Immer noch liegt der Schwerpunkt des Sattels zu weit hinten.

Beim Reiten rutscht er nach wie vor nach links.

Clavis Besitzerin hat am Sattel nichts ändern lassen. Das sei auch aktuell in Ordnung, erklärt Stefan Wolfrum: "Ich halte nichts davon, den Sattel schief zu polstern, damit er auf ein schiefes Pferd passt." Solange Clavi noch Muskulatur aufbauen müsse, sollte es erst einmal nur darum gehen, Druckspitzen zu vermeiden.
Idealerweise müsste der Sattel alle vier Wochen von einem Fachmann kontrolliert werden. Da der Sattel vor jedem Ritt etwas anders liegen könne, sei es sogar ratsam, dass ein kompetenter Trainer vor jedem Ritt prüft, ob die Korrektureinlagen im Pad nötig sind oder wie dick diese sein sollten.
Fütterungs-Check
Clavi hatte häufig Koliken und Magenprobleme. "Bei sensiblen Pferden wie Clavi können Stress, schlechte Futterqualität oder Futterumstellungen schnell auf den Magen schlagen", weiß Tierärztin und Fütterungsexpertin Leda Führ. Sie berechnete Clavis Bedarf an Energie, Mineralien, Spurenelementen und Aminosäuren und die Fütterung wurde behutsam umgestellt.
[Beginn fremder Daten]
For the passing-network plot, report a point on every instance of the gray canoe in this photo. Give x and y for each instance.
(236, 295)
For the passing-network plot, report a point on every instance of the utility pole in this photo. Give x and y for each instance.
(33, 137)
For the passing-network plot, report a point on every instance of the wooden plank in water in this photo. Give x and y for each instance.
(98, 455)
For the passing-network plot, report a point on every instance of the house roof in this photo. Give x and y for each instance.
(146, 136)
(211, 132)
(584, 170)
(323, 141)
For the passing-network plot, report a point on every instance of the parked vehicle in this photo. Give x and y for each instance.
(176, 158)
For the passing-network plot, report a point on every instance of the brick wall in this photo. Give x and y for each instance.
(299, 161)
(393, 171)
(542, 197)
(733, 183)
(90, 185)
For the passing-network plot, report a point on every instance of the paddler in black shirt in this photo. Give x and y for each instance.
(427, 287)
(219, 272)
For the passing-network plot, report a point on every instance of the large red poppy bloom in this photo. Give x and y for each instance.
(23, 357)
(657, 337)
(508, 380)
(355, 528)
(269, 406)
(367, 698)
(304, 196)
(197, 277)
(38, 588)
Beim Abtasten fühlt sich Clavis Bauch fest an. "So eine Situation wie unser Experten-Check heute kann das schon auslösen", erklärt Leda Führ. Sie empfiehlt, die Stute vor besonderen Ereignissen und nach unvorhersehbaren Stress-Situationen mit einem Magenschutz (etwa eingeweichte Leinsaat oder schleimbildende Ergänzungsfutter) zu unterstützen. Carolin Reeb hat sich an diesen Tipp in den letzten vier Monaten gehalten. Mit Erfolg: Clavi ist seitdem stabil.
Tipps für die Fütterung:
- magenschützende Futterzugabe bei Stress
- auf gute Futterqualität achten
- Futterumstellungen langsam einleiten
Fazit
Viele Pferdebesitzer kennen das: Sie wissen, dass mit ihrem Pferd etwas nicht stimmt, aber kein Tierarzt, Physiotherapeut oder Hufbearbeiter kam auf die Ursache. Vielleicht, weil es die eine Ursache gar nicht gibt. Clavi hat uns gezeigt, dass Probleme zusammenhängen und sich gegenseitig beeinflussen. Ein Teufelskreis – wenn nur ein Fachmann auf sein Fachgebiet schaut.
Die Lösung: Jedes Pferd braucht Experten, die zusammenarbeiten und sich austauschen. Auf diesem Weg dürfen Pferdebesitzer aber nicht zu schnell aufgeben. Nur wer geduldig durchhält, kann Erfolge feiern.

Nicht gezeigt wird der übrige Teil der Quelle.